Там, не влезая особо в душу тренера с расспросами, сделал я фото Эпштейна на фоне его одинцовского домика. Мне и раньше Николай Семёнович кое–что о своем прошлом рассказывал. А в тот апрельский день дополнились те рассказы созерцанием прежнего быта, прежнего его житья–бытья. И лучше, чем сам Николай Семёнович, о том времени никто не расскажет.
Странная штука — память. У меня уж девятый десяток за середину перевалил, жизнь за кормой большая, сколько событий, лиц, встреч. Конечно, всего не упомнить. Но хранит память события и лица избирательно, а не все подряд. В этом–то за долгие свои годы я убедился сполна. И это, думается, справедливо. Человек не машина. Но перед любым, самым современным компьютером у него есть великое преимущество. У человека есть душа. Переживающая, радующаяся, сострадающая, ликующая. Она–то и откладывает в памяти то, что ей показалось в какой–то момент бытия самым значимым. Задумайся каждый, брось мысленный взгляд назад, к истокам. Получится, что все самое главное в жизни память все–таки сохранила. Особенно из молодости. Когда и сил много, и мозг еще не износился. Компьютер–то, и тот выходит порой из строя.
Из детства своего, кстати, не многое я запомнил. Сейчас вот соображаю, почему так? Думаю, потому, что время было крутое, особых радостей не доставляло. Не было впечатлений, которые могли бы поразить мальчишеское воображение раз и навсегда.
Помню вот как в баню с отцом ходил. Помню речку в нашем Витебске, где я на свет появился. Мой отец Семен Маркович, тоже витебский, мама оттуда же родом. И вот на берегу Западной Двины я сижу. И река передо мной. Вся под солнцем, как чешуя рыбья переливается, лодки плывут, катера, народу много вокруг, пригревает. Словом, жизнь.
Витебск. Какой он был в начале прошлого века? Ну, центр города — еще куда ни шло. А по окраинам домишки одноэтажные, избы. Однако трамвай в городе уже ходил. Запомнились звонки трамвайные. Переливчатые такие. Витебский трамвай, как я уж потом где–то вычитал, был первый в Белоруссии трамвай на электрической тяге и один из первых в России. Родители уехали из Витебска, думается, когда мне было года два с половиной, три. Много позже, когда я уж «Химик» тренировать перестал, зазвучало отовсюду: Витебск, Витебск. Это когда мой родной город стал столицей музыкальных фестивалей.

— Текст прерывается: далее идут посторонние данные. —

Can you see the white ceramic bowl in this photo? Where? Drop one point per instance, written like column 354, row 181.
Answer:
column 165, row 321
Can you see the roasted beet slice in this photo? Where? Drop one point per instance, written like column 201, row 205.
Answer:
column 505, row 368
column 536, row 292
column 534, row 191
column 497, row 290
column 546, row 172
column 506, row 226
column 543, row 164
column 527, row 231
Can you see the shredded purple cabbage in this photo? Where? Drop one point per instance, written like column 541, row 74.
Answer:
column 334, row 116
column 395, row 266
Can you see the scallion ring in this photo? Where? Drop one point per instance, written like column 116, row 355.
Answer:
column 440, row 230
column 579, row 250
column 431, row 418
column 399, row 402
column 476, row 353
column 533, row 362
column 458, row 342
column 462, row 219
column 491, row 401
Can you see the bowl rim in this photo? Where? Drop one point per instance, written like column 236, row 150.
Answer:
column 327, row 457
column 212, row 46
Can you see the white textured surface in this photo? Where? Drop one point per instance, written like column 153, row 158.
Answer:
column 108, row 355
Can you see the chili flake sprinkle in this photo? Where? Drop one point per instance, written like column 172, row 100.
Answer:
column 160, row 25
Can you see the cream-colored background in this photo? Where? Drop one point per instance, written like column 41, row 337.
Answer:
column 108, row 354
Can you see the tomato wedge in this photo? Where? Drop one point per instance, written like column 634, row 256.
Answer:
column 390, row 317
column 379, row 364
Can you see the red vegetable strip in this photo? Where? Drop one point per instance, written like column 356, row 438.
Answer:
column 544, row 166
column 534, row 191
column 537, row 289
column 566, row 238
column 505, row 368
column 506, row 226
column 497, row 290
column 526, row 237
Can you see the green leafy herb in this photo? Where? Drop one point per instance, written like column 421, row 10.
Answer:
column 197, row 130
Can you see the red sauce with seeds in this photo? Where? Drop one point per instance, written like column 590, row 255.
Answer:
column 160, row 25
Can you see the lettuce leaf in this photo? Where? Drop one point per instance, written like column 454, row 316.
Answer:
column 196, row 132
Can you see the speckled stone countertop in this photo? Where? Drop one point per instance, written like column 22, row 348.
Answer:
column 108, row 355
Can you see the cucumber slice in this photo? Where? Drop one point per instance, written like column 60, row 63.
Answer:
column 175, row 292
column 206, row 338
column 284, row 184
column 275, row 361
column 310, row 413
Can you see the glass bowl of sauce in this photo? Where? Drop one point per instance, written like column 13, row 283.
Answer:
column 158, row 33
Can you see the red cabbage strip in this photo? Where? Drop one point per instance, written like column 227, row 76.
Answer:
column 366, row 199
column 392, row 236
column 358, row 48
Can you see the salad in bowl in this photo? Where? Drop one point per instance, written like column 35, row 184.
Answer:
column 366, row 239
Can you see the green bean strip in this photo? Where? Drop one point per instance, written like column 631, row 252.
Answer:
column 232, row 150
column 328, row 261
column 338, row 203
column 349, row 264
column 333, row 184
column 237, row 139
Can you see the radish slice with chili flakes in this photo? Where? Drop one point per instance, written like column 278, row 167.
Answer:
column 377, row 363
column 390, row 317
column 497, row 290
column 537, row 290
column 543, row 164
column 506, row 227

Ну, казалось, что мне от этого? Я ж в Витебске целую вечность не был. А в душе все же что–то шевельнулось, когда Витебск музыкальным центром стал. Песню я всю жизнь люблю. Хорошую, трогающую за сердце. Вот тебе и родина. Она в человеке живет всю его жизнь, а потом вдруг самым неожиданным образом дает о себе знать. Точнее, ты сам осознаешь в какой–то момент, что в тебе есть и откуда.
Отец, как уже было сказано, работал агентом по рекламе и распространению швейных машинок «Зингер». Не знаю уж, почему, а только вело наше семейство кочевой образ жизни. Может оттого, что требовалось ездить и рекламировать машинки, способствовать сбыту. А может, из–за того нас по свету мотало, что жизнь была нелегкая, надо было искать лучшей доли. Евреи в этом смысле легче на подъем, чем другие нации. Исторически, думаю, так сложилось.
Мотнуло нас в Тамбов. А что такое Тамбов и тамбовщина в середине 20‑х годов? Кто историю читал и проходил, тот сам может себе представить. Только–только крестьянское восстание подавлено было, «антоновщина» то есть. Сказать, что лихо всем тогда приходилось, так это мало сказать.
Следующим этапом наших семейных странствий стала Башкирия. Помню мед тамошний, прекрасный и душистый башкирский мед. Невероятное по тем временам лакомство. Меня отправили в Давлеканово, это километров восемьдесят от Уфы. Понятно, я и подумать не мог тогда, что Башкирия подарит стране много отличных хоккеистов. И хотя в хоккей канадский тогда на Руси еще не играли, но будущие чемпионы уже родились и росли. Сейчас вот «Салават Юлаев» в суперлиге выступает.